Red wine quality dataset is a very simple dataset to work with, all the features are numerical and there is no missing data! Can it be more convenient! Honestly such datasets are a bit boring for me, however as a wine lower, I am very excited to work on it! :D

This is a classification problem (can be also regression but I prefer to do classification!)

In [None]:
import pandas as pd
import numpy as np
from sklearn.tree import DecisionTreeClassifier
from sklearn.model_selection import GridSearchCV
from sklearn.model_selection import train_test_split
from sklearn.linear_model import LogisticRegression
from sklearn.naive_bayes import GaussianNB
from sklearn.svm import SVC
from sklearn.neighbors import KNeighborsClassifier
from sklearn.model_selection import cross_val_score
from sklearn.metrics import log_loss
from sklearn.model_selection import StratifiedKFold
from xgboost import XGBClassifier
import matplotlib.pyplot as plt
import seaborn as sns
sns.set()



First lets lave look at the data:

In [None]:
df=pd.read_csv('/kaggle/input/red-wine-quality-cortez-et-al-2009/winequality-red.csv')
print(df.info())
features = df.drop(columns='quality').columns

As we can see there is no missing data and all the features are of numerical type.
This is a small dataset and all features are numerical, so SVM can be an option, it works well on small datasets, KNN maybe ... the dimension of data is big so it will be slow, logistic regression, Naive bayes and decision tree also might be a good option for this problem!
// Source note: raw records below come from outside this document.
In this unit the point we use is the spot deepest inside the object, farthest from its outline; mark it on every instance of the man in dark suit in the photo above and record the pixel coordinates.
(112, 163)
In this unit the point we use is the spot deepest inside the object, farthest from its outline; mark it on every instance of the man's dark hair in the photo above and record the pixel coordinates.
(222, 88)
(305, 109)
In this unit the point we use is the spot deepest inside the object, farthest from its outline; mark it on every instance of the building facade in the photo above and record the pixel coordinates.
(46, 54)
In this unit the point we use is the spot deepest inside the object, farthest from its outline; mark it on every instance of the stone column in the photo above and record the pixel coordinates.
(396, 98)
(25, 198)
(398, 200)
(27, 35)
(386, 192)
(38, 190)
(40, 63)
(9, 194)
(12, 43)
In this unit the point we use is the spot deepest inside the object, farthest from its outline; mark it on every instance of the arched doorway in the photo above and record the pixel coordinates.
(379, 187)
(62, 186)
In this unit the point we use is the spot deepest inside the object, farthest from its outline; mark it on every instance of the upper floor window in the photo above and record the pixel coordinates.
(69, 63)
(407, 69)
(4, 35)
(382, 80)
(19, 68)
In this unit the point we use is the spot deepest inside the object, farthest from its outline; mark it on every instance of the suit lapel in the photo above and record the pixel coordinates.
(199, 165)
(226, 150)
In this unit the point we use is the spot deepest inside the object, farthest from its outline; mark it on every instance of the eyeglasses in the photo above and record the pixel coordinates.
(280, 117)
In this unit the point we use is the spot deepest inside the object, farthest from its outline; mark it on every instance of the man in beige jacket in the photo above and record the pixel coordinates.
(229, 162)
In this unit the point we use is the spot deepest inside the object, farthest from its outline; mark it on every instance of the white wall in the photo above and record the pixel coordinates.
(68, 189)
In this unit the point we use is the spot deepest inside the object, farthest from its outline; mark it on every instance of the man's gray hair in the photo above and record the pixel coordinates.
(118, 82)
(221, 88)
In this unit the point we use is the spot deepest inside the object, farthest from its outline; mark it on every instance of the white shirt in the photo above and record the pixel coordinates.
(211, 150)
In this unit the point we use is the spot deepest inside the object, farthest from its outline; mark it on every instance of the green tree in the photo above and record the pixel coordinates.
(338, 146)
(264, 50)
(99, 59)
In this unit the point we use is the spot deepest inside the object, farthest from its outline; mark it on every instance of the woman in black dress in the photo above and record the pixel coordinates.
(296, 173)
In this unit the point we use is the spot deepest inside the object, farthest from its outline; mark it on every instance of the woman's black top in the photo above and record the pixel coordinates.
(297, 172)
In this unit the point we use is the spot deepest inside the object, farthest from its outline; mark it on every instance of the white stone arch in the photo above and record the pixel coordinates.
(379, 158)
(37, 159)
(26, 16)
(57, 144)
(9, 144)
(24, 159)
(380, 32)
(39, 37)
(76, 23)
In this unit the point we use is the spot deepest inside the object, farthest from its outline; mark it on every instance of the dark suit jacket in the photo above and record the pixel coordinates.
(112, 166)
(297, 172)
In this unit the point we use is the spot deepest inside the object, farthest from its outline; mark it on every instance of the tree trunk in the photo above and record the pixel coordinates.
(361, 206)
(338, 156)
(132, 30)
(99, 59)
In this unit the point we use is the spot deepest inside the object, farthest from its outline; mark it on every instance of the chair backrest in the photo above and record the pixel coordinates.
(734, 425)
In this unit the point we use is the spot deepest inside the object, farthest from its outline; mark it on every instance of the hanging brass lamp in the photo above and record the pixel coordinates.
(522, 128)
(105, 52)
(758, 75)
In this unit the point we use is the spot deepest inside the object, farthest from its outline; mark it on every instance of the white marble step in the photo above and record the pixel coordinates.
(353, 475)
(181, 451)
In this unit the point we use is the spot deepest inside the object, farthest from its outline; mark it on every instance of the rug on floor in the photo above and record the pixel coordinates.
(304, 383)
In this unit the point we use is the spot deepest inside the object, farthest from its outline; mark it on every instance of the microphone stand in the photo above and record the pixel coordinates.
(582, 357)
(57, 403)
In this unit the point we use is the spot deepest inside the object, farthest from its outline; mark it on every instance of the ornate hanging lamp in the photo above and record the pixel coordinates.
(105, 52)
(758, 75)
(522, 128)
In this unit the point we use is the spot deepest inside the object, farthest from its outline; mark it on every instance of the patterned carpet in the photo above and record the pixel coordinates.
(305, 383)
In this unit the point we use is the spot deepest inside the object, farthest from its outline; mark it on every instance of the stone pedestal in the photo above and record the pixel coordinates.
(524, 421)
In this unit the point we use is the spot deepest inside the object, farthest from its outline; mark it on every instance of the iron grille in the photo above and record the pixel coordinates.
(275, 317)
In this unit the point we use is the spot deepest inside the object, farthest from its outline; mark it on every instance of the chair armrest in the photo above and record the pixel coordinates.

But, I need still more information to make a decision. Lets look at the statistic summary of dataset:


In [None]:
#print(df.describe())
plt.figure(figsize=(20,14))
sns.boxplot(data=df)
plt.show()

Features have different variances, features with higher variances are dominant in distance dependant-classification methods like KNN, so to use KNN features should be scaled first, maybe that is a good excuse for not using KNN! Hahaha... 
We need still more information, lets see how is the distribution of wines in different classes:

In [None]:
plt.figure(figsize=(12,8))
sns.distplot(df.quality, bins=20, kde=False)
plt.ylabel('The number of wines')
plt.xlabel('Wine quality')
plt.title('The number of wines per quality')
plt.show()

So, it is an unbalanced dataset... As a rule of thumb, decision tree-based models peforms best, so I will definietly try that, KNN is valnurable; 
Accuracy is not a good measure for performance evaluation of an unbalanced dataset, AUC is iu sed for binary classification problems, so my choice is logloss which is most common accuracy measure for unbalanced datasets! One decision is made, it is a progress!
Now I want to see the correlation between different features and with quality of wine! 

In [None]:
plt.figure(figsize=(12,8))
corr_mat = df.corr(method='pearson')
sns.heatmap(corr_mat, annot=True) 
plt.xticks(rotation=30)
plt.show()

I love heatmap, it is beautiful and gives you a lot of information! It turns out that there is a quite remarkable correlation between wine quality and its alcohol content which is not surprising at all! 
Density and citric acid have high correlation?!! I am wondering why...
If I am going to to feature reduction, between citric acid and fixed acidity I will keep only one of them, but now I don't think it is necessary, lets keep all the features. 
Now it is time to build a ML model. Based on the observations above, I apply SVM, logistic regression, naive bayes and decision tree models to the data!
First, without hyperparameter tuning, I want to see a rough comparison between their performance. I keep a subset of data as validation dataset out to use it later as unseen data by model!


In [None]:
# Split-out validation df
array = df.values
X = array[:,0:11]
y = array[:,11]

X_train, X_validation, Y_train, Y_validation = train_test_split(X, y, test_size=0.20, random_state=1, shuffle=True)

models = []
models.append(('Decision Tree', DecisionTreeClassifier()))
models.append(('LR', LogisticRegression(solver='liblinear', multi_class='ovr')))
models.append(('NB', GaussianNB()))
models.append(('SVM', SVC(gamma='auto', probability=True))) 
results = []
names = []
for name, model in models:
    kfold = StratifiedKFold(n_splits=4, shuffle=True, random_state=1)
    cv_results = cross_val_score(model, X_train, Y_train, cv=kfold, scoring='neg_log_loss')
    results.append(cv_results)
    names.append(name)

plt.figure(figsize=(12,10))
plt.boxplot(results, labels=names)
plt.title('Performance comparison of different algorithms')
plt.show()

Apparently Logistic Regression and SVM performs better than other algorithms, so I narrow down my choices to these two. I compare the performance of these two on validation data set and then make my final decision:

In [None]:
models = []
models.append(('LR', LogisticRegression(solver='liblinear', multi_class='ovr')))
models.append(('SVM', SVC(gamma='auto', probability=True))) 
results = []
names = []
for name, model in models:
    model.fit(X_train, Y_train)
    predictions = model.predict_proba(X_validation)
    score=log_loss(Y_validation, predictions)
    results.append(cv_results)
    names.append(name)
    print('logloss score of {} on unseen data is: '.format(name) + str(score))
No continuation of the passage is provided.